30 E tornou a seus irmãos, e disse: O moço não aparece; e eu aonde irei?
Hij liep terug naar zijn broers, en riep: De jongen is weg, wat moet ik nu gaan beginnen!
31 Então tomaram a túnica de José, e mataram um cabrito, e tingiram a túnica no sangue,
Nu namen zij het kleed van Josef, slachtten een geitebokje, en doopten het kleed in het bloed.
32 E enviaram a túnica de várias cores, e fizeram leva-la a seu pai, e disseram: Temos achado esta túnica; conhece agora se esta será ou não a túnica de teu filho.
Ze stuurden het kleurige kleed naar hun vader, en lieten hem zeggen: Dit hebben we gevonden; zie eens, of dit het kleed van uw zoon is, of niet?
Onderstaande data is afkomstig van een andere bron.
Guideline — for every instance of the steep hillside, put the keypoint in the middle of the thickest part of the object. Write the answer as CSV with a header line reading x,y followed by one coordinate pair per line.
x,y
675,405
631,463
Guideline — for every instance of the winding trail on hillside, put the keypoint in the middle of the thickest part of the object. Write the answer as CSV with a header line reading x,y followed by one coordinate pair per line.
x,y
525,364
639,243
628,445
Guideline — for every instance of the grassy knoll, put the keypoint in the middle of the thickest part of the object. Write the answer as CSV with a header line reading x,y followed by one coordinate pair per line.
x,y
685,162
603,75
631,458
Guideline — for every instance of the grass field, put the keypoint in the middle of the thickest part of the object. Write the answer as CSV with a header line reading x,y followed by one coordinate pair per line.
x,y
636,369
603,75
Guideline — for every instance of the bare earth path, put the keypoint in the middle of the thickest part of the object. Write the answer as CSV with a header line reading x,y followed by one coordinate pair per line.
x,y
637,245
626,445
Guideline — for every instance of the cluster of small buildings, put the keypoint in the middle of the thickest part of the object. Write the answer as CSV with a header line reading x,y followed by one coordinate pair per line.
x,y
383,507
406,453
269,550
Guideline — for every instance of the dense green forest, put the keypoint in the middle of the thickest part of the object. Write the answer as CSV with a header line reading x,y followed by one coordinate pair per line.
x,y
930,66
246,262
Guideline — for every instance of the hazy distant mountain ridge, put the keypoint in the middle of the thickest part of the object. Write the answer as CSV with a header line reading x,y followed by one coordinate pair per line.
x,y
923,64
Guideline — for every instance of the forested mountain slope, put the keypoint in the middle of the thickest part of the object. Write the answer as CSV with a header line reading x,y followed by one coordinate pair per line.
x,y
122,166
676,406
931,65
33 E conheceu-a, e disse: É a túnica de meu filho; uma besta fera o comeu; certamente é despedaçado José.
Hij herkende het en zei: Het is het kleed van mijn zoon; een wild beest heeft hem verslonden; ach, Josef is in stukken gescheurd!
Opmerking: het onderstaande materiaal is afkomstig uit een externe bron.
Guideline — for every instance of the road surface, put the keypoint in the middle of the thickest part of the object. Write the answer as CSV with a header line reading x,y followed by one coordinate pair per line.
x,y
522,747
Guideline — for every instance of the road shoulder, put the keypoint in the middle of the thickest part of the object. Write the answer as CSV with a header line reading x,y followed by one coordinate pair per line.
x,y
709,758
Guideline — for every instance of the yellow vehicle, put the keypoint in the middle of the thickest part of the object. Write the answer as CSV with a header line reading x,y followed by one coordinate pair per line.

34 Então Jacob rasgou os seus vestidos, e pôs saco sobre os seus lombos, e lamentou a seu filho muitos dias.
En Jakob scheurde zijn kleren, deed een zak om zijn lenden, en treurde lange tijd om zijn zoon.
35 E levantaram-se todos os seus filhos e todas as suas filhas, para o consolarem; recusou porém ser consolado, e disse: Porquanto com choro hei de descer ao meu filho até à sepultura. Assim o chorou seu pai (Sheol h7585)
Al zijn zonen en dochters kwamen hem troosten; maar hij wilde geen troost. Want hij sprak: Treurend daal ik naar mijn zoon in het dodenrijk af. Zo bleef zijn vader om hem wenen. (Sheol h7585)
36 E os midianitas venderam-no no Egito a Potifar, eunuco de faraó, capitão da guarda.
Intussen hadden de Midjanieten Josef in Egypte verkocht aan Potifar, een hoveling van Farao, en overste van de lijfwacht.